Fine-Tuned In-Context Learners for Efficient Adaptation
Jorg Bornschein, Clare Lyle, Yazhe Li, Amal Rannen-Triki, Xu Owen He, Razvan Pascanu
TL;DR
The paper tackles efficient adaptation of large language models under limited ground-truth data by proposing a unified approach that fine-tunes on $k$-shot in-context prompts (ICL+FT). It combines the sample efficiency of in-context learning with the scalability of fine-tuning and pairs it with a prequential evaluation protocol for data-efficient hyperparameter selection. Across Big Bench Hard, NLP task suites, and FLORES translations, IC L+FT consistently matches or outperforms both ICL-Only and FT-Only, often with smaller models and less data. The work also demonstrates robustness to hyperparameters, compatibility with LoRA, and practical guidance for data-scarce scenarios in real-world deployment.
Abstract
When adapting large language models (LLMs) to a specific downstream task, two primary approaches are commonly employed: (1) prompt engineering, often with in-context few-shot learning, leveraging the model's inherent generalization abilities, and (2) fine-tuning on task-specific data, directly optimizing the model's parameters. While prompt-based methods excel in few-shot scenarios, their effectiveness often plateaus as more data becomes available. Conversely, fine-tuning scales well with data but may underperform when training examples are scarce. We investigate a unified approach that bridges these two paradigms by incorporating in-context learning directly into the fine-tuning process.
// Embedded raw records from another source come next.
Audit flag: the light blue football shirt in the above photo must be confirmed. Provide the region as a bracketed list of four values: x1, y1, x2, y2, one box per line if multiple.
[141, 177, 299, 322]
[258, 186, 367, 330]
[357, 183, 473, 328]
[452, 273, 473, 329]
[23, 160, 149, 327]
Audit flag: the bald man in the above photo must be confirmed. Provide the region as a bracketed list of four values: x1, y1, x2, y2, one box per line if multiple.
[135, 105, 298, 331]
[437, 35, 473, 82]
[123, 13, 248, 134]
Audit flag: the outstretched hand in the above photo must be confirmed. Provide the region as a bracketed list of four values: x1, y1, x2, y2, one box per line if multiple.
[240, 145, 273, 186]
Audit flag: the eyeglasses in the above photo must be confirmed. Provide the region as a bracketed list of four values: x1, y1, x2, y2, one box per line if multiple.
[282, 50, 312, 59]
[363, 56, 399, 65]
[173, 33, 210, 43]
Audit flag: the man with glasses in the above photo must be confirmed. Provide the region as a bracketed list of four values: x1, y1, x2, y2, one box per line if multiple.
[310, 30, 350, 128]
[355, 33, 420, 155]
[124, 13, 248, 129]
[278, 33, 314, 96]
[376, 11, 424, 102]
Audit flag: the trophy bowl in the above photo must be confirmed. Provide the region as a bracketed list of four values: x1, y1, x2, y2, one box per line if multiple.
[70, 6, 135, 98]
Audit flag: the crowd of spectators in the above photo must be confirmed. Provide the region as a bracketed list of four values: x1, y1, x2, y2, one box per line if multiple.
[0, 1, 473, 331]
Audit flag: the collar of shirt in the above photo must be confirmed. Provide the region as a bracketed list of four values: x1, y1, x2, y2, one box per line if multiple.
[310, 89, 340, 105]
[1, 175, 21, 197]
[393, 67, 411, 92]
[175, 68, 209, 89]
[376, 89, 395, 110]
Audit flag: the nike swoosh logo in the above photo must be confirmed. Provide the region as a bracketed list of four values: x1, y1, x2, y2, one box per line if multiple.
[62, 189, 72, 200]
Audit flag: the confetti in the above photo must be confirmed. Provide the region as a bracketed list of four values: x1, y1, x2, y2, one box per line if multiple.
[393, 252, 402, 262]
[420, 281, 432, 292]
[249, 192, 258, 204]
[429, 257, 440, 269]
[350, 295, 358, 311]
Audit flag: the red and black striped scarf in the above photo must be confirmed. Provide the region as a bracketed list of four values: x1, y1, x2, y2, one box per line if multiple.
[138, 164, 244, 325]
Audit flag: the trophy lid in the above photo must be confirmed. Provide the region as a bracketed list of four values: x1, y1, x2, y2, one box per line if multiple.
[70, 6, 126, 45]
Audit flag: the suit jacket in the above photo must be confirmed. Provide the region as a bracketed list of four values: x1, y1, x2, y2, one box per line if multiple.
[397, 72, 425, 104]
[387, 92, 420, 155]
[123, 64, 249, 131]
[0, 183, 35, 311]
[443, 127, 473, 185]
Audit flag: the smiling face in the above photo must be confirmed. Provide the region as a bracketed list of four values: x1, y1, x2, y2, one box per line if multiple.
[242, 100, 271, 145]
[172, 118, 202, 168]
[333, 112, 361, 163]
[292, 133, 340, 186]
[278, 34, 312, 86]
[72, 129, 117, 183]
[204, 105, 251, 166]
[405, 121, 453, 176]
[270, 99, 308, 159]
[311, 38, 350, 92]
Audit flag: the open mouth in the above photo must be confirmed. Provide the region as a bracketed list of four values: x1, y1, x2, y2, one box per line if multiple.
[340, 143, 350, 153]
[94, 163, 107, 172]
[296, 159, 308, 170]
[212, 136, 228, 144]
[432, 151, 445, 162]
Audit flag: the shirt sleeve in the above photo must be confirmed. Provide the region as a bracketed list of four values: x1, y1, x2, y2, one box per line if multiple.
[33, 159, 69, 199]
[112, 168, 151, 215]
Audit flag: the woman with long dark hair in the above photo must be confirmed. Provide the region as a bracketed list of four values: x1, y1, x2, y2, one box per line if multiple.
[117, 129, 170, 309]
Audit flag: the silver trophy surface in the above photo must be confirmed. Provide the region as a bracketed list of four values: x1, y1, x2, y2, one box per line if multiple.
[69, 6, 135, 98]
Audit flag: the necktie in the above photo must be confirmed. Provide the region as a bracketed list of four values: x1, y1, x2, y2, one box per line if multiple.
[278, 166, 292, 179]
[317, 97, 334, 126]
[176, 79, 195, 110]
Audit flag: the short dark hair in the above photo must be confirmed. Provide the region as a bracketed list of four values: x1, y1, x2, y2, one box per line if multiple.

Specifically, we fine-tune the model on task-specific data augmented with in-context examples, mimicking the structure of k-shot prompts. This approach, while requiring per-task fine-tuning, combines the sample efficiency of in-context learning with the performance gains of fine-tuning, leading to a method that consistently matches and often significantly exceeds both these baselines. To perform hyperparameter selection in the low-data regime, we propose to use prequential evaluation, which eliminates the need for expensive cross-validation and leverages all available data for training while simultaneously providing a robust validation signal. We conduct an extensive empirical study to determine which adaptation paradigm - fine-tuning, in-context learning, or our proposed unified approach offers the best predictive performance on a concrete data downstream-tasks.